7 unidentified radio sources are located in or near the crowded and heavily visually obscured Cygnus X complex. Because of the many intense sources of radiation in this area and the difficulty of establishing distance estimates in such a crowded and obscured region, it is perhaps not surprising that these sources have not been clearly identified. These are: W59, W64, W65, W74, W76, W77, and W79.

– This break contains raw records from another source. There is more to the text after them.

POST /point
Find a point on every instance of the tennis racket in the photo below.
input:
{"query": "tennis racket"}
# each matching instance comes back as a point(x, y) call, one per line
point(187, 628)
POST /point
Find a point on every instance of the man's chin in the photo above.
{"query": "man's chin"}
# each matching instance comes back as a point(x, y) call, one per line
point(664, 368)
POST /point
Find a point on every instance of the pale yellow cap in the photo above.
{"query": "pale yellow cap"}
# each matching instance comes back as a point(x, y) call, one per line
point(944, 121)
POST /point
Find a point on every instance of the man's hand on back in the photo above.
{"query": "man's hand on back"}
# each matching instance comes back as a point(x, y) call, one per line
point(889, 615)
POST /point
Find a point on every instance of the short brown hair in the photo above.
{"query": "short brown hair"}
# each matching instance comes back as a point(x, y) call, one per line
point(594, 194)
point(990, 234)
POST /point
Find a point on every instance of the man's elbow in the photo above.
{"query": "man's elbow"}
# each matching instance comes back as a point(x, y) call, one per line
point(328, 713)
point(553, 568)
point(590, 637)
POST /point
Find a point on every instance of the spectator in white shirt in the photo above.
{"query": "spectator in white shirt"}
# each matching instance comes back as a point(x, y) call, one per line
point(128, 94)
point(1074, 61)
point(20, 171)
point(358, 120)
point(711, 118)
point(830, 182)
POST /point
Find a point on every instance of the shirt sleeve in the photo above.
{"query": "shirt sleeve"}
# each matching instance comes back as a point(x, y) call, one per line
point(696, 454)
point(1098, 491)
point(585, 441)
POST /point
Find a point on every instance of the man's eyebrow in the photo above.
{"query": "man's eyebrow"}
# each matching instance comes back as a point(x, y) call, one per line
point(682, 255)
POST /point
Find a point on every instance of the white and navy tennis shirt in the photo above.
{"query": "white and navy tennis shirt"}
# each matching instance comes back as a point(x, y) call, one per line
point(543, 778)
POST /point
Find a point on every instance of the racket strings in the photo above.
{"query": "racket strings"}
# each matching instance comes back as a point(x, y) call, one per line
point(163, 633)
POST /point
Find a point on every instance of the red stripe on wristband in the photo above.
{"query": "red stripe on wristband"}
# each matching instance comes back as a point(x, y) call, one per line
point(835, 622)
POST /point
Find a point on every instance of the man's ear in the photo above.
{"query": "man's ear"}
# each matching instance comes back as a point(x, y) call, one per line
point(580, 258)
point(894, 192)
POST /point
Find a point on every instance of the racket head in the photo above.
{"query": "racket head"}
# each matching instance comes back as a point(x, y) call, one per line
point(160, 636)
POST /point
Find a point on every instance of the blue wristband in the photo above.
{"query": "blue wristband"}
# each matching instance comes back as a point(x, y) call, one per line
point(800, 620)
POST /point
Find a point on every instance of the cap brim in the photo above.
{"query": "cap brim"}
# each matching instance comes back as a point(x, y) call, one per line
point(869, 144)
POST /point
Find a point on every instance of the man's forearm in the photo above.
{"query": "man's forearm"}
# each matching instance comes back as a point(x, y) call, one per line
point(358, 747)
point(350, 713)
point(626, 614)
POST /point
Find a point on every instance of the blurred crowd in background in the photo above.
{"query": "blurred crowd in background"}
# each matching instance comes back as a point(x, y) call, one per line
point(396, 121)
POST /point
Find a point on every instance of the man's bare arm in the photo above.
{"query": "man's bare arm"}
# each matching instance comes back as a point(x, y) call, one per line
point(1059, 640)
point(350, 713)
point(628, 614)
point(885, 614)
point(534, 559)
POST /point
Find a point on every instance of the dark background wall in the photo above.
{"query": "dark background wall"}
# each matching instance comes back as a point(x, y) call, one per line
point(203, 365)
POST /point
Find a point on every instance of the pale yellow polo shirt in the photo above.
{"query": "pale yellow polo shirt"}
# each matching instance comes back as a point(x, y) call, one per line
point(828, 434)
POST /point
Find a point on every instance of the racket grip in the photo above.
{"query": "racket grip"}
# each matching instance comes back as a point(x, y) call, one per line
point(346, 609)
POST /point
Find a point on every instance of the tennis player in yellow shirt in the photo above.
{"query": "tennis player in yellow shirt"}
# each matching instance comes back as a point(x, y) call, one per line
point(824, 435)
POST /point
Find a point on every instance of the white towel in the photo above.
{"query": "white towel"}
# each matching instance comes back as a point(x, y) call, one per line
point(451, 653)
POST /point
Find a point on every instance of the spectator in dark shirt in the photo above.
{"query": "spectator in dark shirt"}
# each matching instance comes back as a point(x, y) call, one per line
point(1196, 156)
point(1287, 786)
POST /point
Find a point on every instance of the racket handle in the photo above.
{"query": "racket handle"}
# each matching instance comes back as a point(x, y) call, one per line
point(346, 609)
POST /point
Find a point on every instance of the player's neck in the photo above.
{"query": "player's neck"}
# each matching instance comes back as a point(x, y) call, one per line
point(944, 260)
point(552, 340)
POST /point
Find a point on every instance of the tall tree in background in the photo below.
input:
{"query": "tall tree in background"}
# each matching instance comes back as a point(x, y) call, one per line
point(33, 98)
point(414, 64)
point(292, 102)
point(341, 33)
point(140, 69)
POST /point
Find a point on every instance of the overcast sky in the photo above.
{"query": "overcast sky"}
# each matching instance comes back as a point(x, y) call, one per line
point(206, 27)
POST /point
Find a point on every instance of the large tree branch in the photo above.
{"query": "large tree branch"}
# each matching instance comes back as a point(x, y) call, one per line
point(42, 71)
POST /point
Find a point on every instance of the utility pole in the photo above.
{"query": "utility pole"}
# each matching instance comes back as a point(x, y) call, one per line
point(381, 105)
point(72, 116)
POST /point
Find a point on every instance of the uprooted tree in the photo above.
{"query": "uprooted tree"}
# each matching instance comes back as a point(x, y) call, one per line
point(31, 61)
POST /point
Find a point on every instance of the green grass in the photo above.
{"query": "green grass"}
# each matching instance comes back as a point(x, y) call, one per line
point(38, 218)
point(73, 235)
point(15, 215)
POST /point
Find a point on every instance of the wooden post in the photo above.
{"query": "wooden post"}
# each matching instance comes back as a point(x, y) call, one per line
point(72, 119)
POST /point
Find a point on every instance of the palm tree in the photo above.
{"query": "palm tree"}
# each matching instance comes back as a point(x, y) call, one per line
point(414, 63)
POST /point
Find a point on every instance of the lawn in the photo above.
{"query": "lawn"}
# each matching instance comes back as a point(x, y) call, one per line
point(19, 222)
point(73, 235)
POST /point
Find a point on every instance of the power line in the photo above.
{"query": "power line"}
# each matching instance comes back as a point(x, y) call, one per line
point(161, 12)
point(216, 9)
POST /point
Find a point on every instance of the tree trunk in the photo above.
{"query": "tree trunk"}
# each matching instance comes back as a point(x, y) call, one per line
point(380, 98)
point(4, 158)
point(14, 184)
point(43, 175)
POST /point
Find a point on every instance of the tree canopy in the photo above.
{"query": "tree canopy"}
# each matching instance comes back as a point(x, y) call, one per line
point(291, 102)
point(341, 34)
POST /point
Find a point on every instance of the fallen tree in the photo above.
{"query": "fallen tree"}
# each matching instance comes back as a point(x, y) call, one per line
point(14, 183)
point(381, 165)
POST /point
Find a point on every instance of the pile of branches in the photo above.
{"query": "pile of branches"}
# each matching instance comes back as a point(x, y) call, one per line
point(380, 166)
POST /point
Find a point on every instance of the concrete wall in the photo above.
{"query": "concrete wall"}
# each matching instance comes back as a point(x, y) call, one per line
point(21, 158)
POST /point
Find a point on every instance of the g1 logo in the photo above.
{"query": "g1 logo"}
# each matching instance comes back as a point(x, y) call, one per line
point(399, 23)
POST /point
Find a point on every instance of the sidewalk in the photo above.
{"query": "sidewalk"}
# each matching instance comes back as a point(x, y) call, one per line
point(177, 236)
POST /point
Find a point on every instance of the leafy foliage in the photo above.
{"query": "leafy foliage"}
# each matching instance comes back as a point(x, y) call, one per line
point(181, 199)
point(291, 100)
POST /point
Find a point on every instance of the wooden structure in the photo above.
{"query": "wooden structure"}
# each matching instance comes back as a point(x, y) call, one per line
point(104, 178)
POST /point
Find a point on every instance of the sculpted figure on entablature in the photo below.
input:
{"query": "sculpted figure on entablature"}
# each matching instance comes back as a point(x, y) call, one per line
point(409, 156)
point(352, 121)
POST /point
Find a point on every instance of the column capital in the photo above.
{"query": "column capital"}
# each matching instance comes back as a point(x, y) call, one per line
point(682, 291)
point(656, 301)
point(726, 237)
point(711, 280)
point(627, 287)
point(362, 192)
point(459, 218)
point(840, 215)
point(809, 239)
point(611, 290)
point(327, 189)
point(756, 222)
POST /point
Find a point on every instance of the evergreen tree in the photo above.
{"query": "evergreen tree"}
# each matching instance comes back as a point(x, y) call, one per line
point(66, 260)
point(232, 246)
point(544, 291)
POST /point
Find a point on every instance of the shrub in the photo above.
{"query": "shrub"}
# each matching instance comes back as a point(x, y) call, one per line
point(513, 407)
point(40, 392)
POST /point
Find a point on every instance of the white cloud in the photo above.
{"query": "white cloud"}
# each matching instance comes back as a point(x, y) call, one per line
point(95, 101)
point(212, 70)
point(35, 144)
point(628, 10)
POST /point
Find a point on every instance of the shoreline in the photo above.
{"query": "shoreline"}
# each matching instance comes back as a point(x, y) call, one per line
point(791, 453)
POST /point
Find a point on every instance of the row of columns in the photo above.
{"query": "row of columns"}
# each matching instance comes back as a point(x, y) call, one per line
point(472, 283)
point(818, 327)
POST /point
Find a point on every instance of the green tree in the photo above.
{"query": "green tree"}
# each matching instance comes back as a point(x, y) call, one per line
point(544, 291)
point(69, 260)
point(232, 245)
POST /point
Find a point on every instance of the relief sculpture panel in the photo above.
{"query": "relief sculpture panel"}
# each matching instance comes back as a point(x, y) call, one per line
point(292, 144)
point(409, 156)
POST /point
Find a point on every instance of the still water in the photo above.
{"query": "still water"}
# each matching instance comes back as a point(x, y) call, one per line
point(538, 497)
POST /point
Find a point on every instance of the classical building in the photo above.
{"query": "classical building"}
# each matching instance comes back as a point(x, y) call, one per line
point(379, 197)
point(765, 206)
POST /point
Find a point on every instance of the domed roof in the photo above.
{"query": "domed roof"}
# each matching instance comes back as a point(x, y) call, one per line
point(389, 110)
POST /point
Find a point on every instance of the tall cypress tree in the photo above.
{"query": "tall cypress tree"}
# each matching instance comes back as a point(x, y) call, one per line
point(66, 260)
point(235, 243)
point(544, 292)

There are 7 sources located outside the Milky Way:

W6 the Seyfert galaxy NGC 1275 = Perseus A
W7 the radio galaxy 3C 123 = Perseus B
W17 the quasar 3C 273
W18 M87 = Virgo A, galaxy in the Coma-Virgo supercluster
W20 Her A radio galaxy 3C 348
W21 3C 353 radio galaxy
W57 Cygnus A, the Seyfert galaxy 3C 405

Westerhout himself expressed doubt about four of the remaining unidentified sources. For W11 and W15 his notes say "probably 0-line error" and for W27 and W53 his notes say "possibly 0-line error". As well, the note for W26 says "Clearly the base of the "flare" at right-angles to the galactic plane". I'm not sure what this comment means but it appears to rule out associating W26 with a real galactic radio source.

This leaves only two mysterious radio sources outside of Cygnus X. These are W45 and W46. Westerhout tentatively identified the source W45 with Sh 1-58 = Sh 2-76 but noted "Identif. probably incorrect". SIMBAD identifies W46 with the infrared source IRAS 18549+0913.